Speaking at Eburru in Gilgil Sub County during a field day for growers of the cash crop organised by an American biotechnology company, Kentegra, the CEC said partnerships between the devolved unit and six private pyrethrum processing companies had put the crop under 1500 hectares.

She noted that the  national government’s contribution towards reviving the sector through allocations of billions of shillings, setting up of legal frameworks and forming a task force for separation of functions had resulted in more farmers across the country embracing the crop.

Dr Maina stated that 3,000 farmers were planting the crop in the county from the previously less than 250 three years ago.

“Pyrethrum is now a liberalised crop. We are having discussions with some partners who will support the farmers through provision of inputs and also sign market agreements with our growers. Kentegra has contracted 2,200 farmers in Kenya,” affirmed Dr. Maina.

Dr Maina said Nakuru County will continue engaging top officials from other pyrethrum growing areas towards formation of a bloc.

The pyrethrum-growing counties that are seeking to form the bloc are Nyandarua, Nyeri, Kiambu, Trans Nzoia, Uasin Gishu, Elgeyo Marakwet, Kisii and West Pokot.

Others are Nandi, Baringo, Laikipia, Narok, Kericho, Bomet, Nyamira, Bungoma, Muranga, Kirinyaga and Meru.

Dr Maina suggested that once the block is operational, it will turn around the fortunes of the Pyrethrum Processing Company of Kenya (PPCK) factory in Nakuru which is struggling to pay debts owed to contractors, farmers and other organisations amounting to millions of shillings.

The factory, which is the biggest in Africa, has the capacity to crush 25 tonnes of flowers per day and also boasts of a 600-tonne holding tank.

 

Kentegra’s Chief Operating Officer Scott Sweat said production of the cash crop was promising and that the company will continue to offer more support to farmers

 

The company started its Kenyan operations after signing a Sh400 million investment deal with President Uhuru Kenyatta during his tour of the US last August.

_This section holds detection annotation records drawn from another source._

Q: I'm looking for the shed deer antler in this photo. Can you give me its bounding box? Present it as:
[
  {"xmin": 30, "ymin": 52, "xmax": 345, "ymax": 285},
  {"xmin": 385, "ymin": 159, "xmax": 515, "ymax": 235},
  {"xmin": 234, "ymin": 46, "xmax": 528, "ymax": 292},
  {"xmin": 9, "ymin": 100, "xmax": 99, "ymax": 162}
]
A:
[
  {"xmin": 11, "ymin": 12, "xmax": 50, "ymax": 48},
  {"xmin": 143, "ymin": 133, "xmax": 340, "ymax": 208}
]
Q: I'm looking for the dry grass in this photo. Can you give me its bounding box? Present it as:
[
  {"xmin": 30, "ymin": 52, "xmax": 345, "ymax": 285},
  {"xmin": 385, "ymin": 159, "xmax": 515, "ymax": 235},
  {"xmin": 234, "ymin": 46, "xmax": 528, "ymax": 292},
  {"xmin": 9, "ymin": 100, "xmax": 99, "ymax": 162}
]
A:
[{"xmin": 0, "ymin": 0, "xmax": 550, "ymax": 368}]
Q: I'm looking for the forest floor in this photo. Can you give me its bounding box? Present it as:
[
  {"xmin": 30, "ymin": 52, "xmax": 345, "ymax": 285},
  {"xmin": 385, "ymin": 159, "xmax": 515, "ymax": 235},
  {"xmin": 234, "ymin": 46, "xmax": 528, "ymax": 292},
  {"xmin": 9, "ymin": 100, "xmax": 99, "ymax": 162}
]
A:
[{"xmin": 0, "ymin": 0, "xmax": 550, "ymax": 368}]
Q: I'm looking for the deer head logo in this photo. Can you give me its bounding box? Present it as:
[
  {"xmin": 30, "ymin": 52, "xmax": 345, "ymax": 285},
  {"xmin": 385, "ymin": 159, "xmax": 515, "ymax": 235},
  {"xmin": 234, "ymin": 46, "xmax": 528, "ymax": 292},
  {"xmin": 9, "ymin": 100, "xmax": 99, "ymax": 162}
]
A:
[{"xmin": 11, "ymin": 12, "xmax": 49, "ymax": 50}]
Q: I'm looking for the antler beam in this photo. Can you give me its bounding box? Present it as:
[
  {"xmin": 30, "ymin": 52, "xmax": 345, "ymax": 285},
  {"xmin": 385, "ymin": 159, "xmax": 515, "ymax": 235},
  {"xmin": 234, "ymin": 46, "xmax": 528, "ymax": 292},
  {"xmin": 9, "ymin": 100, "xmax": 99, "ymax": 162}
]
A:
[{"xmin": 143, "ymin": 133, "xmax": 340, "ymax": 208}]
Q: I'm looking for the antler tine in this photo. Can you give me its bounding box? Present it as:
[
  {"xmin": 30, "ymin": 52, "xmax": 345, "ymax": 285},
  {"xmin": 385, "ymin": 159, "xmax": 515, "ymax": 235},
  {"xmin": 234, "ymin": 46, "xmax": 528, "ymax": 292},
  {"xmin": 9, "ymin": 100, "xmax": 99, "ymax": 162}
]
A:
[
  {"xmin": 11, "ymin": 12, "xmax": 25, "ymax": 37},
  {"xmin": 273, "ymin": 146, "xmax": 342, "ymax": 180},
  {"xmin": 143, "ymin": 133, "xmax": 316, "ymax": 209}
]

“We are constructing a laboratory in Nairobi which will be of great benefit to farmers. The current flat rate of Sh200 per kilogram will increase as we continue to produce higher quality produce. We want to start paying farmers based on the quality of flowers they deliver,” said Mr Sweat.

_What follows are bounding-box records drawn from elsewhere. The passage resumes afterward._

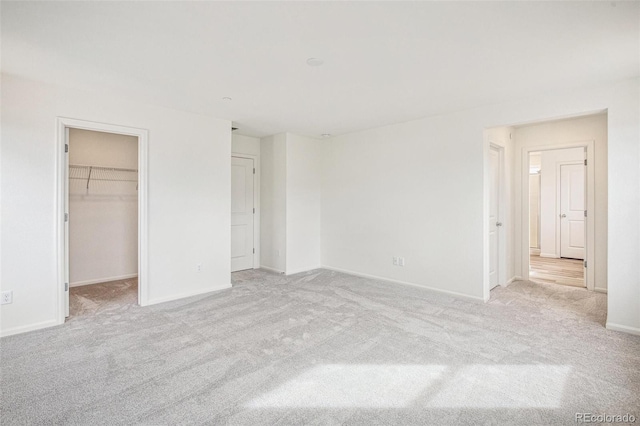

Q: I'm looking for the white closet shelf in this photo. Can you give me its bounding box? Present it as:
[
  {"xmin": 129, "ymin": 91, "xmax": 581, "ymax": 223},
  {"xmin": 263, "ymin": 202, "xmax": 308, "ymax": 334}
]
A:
[{"xmin": 69, "ymin": 164, "xmax": 138, "ymax": 189}]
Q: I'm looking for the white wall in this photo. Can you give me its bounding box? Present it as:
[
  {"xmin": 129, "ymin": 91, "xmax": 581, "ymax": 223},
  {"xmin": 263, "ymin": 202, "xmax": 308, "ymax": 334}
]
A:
[
  {"xmin": 540, "ymin": 148, "xmax": 584, "ymax": 258},
  {"xmin": 0, "ymin": 75, "xmax": 231, "ymax": 335},
  {"xmin": 286, "ymin": 133, "xmax": 322, "ymax": 274},
  {"xmin": 260, "ymin": 133, "xmax": 322, "ymax": 274},
  {"xmin": 528, "ymin": 152, "xmax": 542, "ymax": 250},
  {"xmin": 322, "ymin": 78, "xmax": 640, "ymax": 332},
  {"xmin": 529, "ymin": 173, "xmax": 540, "ymax": 248},
  {"xmin": 69, "ymin": 129, "xmax": 138, "ymax": 286},
  {"xmin": 514, "ymin": 115, "xmax": 608, "ymax": 291},
  {"xmin": 231, "ymin": 133, "xmax": 260, "ymax": 157},
  {"xmin": 260, "ymin": 133, "xmax": 287, "ymax": 272}
]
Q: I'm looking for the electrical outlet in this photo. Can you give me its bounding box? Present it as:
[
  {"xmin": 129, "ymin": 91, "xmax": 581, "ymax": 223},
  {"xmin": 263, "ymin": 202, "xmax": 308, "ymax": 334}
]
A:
[{"xmin": 0, "ymin": 291, "xmax": 13, "ymax": 305}]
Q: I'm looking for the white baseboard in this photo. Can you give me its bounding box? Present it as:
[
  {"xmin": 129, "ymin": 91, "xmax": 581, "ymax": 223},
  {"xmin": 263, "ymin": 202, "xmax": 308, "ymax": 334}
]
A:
[
  {"xmin": 0, "ymin": 320, "xmax": 61, "ymax": 337},
  {"xmin": 503, "ymin": 276, "xmax": 522, "ymax": 287},
  {"xmin": 145, "ymin": 283, "xmax": 231, "ymax": 306},
  {"xmin": 69, "ymin": 274, "xmax": 138, "ymax": 287},
  {"xmin": 285, "ymin": 266, "xmax": 320, "ymax": 275},
  {"xmin": 260, "ymin": 265, "xmax": 284, "ymax": 274},
  {"xmin": 606, "ymin": 321, "xmax": 640, "ymax": 336},
  {"xmin": 321, "ymin": 265, "xmax": 484, "ymax": 303},
  {"xmin": 540, "ymin": 253, "xmax": 560, "ymax": 259}
]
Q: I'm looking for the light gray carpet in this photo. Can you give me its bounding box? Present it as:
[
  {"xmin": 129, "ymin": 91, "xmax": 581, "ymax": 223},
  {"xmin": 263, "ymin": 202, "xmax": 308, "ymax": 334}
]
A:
[{"xmin": 0, "ymin": 270, "xmax": 640, "ymax": 425}]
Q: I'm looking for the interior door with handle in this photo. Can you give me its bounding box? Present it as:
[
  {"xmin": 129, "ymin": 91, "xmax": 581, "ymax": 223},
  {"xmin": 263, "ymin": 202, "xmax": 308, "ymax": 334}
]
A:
[{"xmin": 560, "ymin": 164, "xmax": 585, "ymax": 259}]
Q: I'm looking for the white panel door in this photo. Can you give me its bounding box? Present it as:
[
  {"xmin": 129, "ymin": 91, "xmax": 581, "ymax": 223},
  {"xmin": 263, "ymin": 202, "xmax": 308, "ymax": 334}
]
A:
[
  {"xmin": 231, "ymin": 157, "xmax": 255, "ymax": 272},
  {"xmin": 489, "ymin": 147, "xmax": 502, "ymax": 288},
  {"xmin": 560, "ymin": 164, "xmax": 585, "ymax": 259}
]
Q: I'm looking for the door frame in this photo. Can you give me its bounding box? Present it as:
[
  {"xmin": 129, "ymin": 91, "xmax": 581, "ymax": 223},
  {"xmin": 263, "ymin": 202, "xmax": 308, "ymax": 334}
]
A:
[
  {"xmin": 520, "ymin": 140, "xmax": 596, "ymax": 291},
  {"xmin": 55, "ymin": 117, "xmax": 149, "ymax": 324},
  {"xmin": 489, "ymin": 142, "xmax": 507, "ymax": 287},
  {"xmin": 482, "ymin": 138, "xmax": 509, "ymax": 302},
  {"xmin": 229, "ymin": 152, "xmax": 260, "ymax": 269},
  {"xmin": 556, "ymin": 161, "xmax": 588, "ymax": 260}
]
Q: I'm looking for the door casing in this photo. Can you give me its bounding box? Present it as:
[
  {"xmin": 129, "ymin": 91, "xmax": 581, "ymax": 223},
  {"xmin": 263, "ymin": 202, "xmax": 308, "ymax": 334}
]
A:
[
  {"xmin": 56, "ymin": 117, "xmax": 150, "ymax": 324},
  {"xmin": 520, "ymin": 140, "xmax": 597, "ymax": 291}
]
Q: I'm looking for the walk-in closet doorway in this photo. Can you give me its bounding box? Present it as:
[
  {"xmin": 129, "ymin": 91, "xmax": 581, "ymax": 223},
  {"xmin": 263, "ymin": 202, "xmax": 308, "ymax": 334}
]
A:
[{"xmin": 60, "ymin": 121, "xmax": 146, "ymax": 322}]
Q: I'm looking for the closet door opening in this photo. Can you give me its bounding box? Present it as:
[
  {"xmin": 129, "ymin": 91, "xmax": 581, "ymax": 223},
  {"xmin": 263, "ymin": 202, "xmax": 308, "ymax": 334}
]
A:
[{"xmin": 65, "ymin": 128, "xmax": 139, "ymax": 319}]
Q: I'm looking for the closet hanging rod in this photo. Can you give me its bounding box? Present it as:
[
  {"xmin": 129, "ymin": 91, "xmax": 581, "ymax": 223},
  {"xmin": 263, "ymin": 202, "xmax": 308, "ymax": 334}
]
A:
[
  {"xmin": 69, "ymin": 164, "xmax": 138, "ymax": 173},
  {"xmin": 69, "ymin": 164, "xmax": 138, "ymax": 191}
]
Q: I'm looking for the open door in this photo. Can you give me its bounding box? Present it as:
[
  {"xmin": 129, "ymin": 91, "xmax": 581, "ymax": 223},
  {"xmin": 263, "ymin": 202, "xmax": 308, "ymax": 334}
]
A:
[{"xmin": 63, "ymin": 127, "xmax": 69, "ymax": 318}]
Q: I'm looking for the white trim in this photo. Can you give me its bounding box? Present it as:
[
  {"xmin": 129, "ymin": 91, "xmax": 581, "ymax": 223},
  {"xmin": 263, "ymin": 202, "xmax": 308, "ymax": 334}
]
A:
[
  {"xmin": 231, "ymin": 152, "xmax": 260, "ymax": 269},
  {"xmin": 605, "ymin": 321, "xmax": 640, "ymax": 336},
  {"xmin": 285, "ymin": 265, "xmax": 321, "ymax": 276},
  {"xmin": 554, "ymin": 160, "xmax": 587, "ymax": 260},
  {"xmin": 260, "ymin": 265, "xmax": 284, "ymax": 274},
  {"xmin": 516, "ymin": 139, "xmax": 598, "ymax": 291},
  {"xmin": 147, "ymin": 284, "xmax": 232, "ymax": 305},
  {"xmin": 321, "ymin": 265, "xmax": 487, "ymax": 302},
  {"xmin": 504, "ymin": 276, "xmax": 521, "ymax": 287},
  {"xmin": 69, "ymin": 274, "xmax": 138, "ymax": 287},
  {"xmin": 538, "ymin": 252, "xmax": 560, "ymax": 259},
  {"xmin": 0, "ymin": 320, "xmax": 62, "ymax": 337},
  {"xmin": 55, "ymin": 117, "xmax": 150, "ymax": 324}
]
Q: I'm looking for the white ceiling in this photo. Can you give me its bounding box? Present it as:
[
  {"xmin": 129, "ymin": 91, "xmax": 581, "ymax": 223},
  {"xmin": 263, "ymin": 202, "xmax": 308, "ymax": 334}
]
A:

He said that though the firm was supplying growers with the P4 seed variety, it was working on a prototype that will be high yielding and disease resistant. The company stated Scott, has employed agronomists, field officers and agricultural extension officers to work with its contracted farmers.

Kentegra has contracted farmers in Eburru, Molo and Kuresoi in Nakuru County, majority of whom are small holder farmers.

 

Mary Wambui, a farmer from Eburru said though growers welcomed private sector players, it was prudent for both the state and county governments to ensure that the Pyrethrum Processing Company of Kenya (PPCK) did not go under.

 

Wambui noted that prompt payments of dry flower deliveries were motivating more farmers to revert to pyrethrum growing.

 

“PPCK should be salvaged from its current woes. This private manufacturers can be made to pay a fee to have their pyrethrum extracted and analysed at the company’s modern factory in Nakuru. It is a facility that all pyrethrum farmers should regard with seriousness,” she stated.